What Does It Mean to Poem?: On Clarice Lispector's Água Viva

By Daniel Stephensen

I love to discover writing at the confluence of poetry and prose; not prose poetry, nor poetic prose, but a kind of enfolding of the two—prose whose essence is poeming, prose which must poem. It’s a certain kind of motion. A poem that works shows the physicality of language, its force and mobility, and the physicality of the poet’s consciousness. Poetic motion moves always away from—and differentiates from—silence. The poem that works stands up by itself, moves itself, perseveres in itself. It is not inspired, it is physical, real, physical, mobile.

Poeming prose: a rare and unusual thing. I don’t know if it’s right to call Clarice Lispector’s Água Viva a novel. I could call it a poem, but is it? It novels, it poems… It is an event of language that stands up and moves and perseveres in itself, becoming understandable because it possesses a vivid physical force and makes clear meaning in itself. It is.

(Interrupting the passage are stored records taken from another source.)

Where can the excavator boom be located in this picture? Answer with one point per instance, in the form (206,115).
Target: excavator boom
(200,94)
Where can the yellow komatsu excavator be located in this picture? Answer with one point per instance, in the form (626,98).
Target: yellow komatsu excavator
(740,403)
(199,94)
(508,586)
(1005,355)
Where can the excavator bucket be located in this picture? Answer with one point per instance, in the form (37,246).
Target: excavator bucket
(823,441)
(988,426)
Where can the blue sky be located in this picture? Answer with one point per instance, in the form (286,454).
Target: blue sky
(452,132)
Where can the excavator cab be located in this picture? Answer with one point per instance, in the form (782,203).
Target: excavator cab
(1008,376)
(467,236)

Água Viva asks to be encountered in its motion, en route. It asks that we go along with it. But what a gift! How alive it is! Open at any page and it enthralls—bizarre, dazzling, profound and prosaic at once. There’s not much story. If anything, it follows Clarice, an ordinary woman trying to encounter herself as she is. What is it about? No, no: how does it move… You’ll see. Read, re-read, re-re-read this astonishing effort of attention and art … This eighty-eight page work has no peer.

My effort: to bring now the future to here. I move inside my deep instincts which carry themselves out blindly. I feel then that I’m near springs, pools and waterfalls, all with abundant waters. And I free.

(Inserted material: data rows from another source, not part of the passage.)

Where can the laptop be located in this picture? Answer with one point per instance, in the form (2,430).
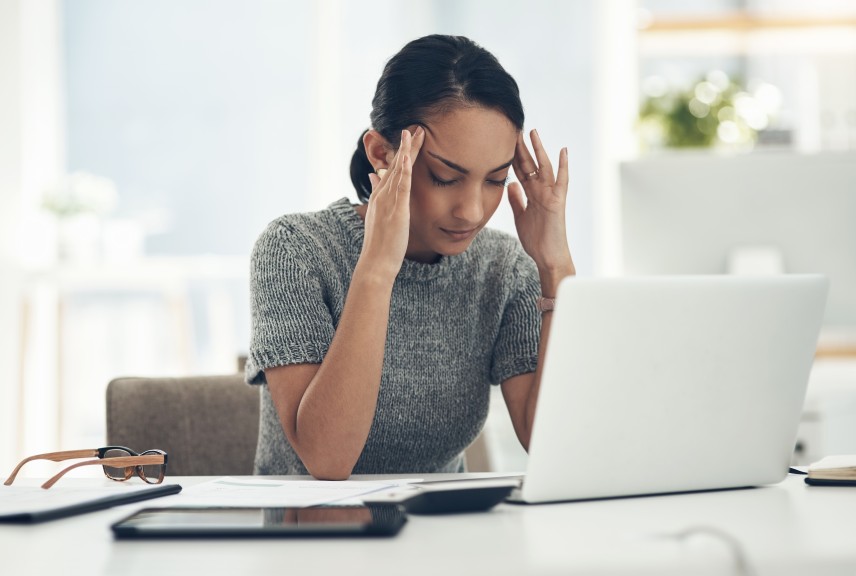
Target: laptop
(665,384)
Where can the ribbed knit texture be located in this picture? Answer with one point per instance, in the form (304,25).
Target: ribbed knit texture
(455,327)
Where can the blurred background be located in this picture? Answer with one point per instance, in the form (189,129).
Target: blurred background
(145,145)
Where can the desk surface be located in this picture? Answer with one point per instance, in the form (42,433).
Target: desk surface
(789,528)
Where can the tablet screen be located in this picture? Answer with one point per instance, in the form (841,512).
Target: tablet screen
(319,521)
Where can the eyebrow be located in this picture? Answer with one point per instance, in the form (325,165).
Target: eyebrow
(463,170)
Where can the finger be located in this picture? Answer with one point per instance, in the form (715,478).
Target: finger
(393,173)
(544,164)
(402,186)
(562,176)
(416,142)
(515,199)
(522,162)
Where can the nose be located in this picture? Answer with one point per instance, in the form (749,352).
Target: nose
(469,207)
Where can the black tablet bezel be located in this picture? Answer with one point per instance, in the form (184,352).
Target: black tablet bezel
(387,520)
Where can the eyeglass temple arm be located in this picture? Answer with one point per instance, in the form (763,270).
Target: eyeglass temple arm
(113,463)
(53,456)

Lispector reaches across time, striving to encounter herself as she—Clarice—is in this moment, here, in this motion. She endeavors to encounter the foaming crest of her consciousness, and then to add language to the encounter. The book as a whole is poem-like, an event of language which stands up by itself, without any claim to completeness, and reaches across time, reaches for an encounter with the reader’s consciousness. And we cast ourselves after it, striving, reaching…

“And beyond the freedom,” writes Lispector, “beyond the certain void I create the calmest of repeating musical waves. The madness of free invention. Do you want to see it with me? Landscape where this music happens? air, green stems, the spread-out sea, silence of a Sunday morning?”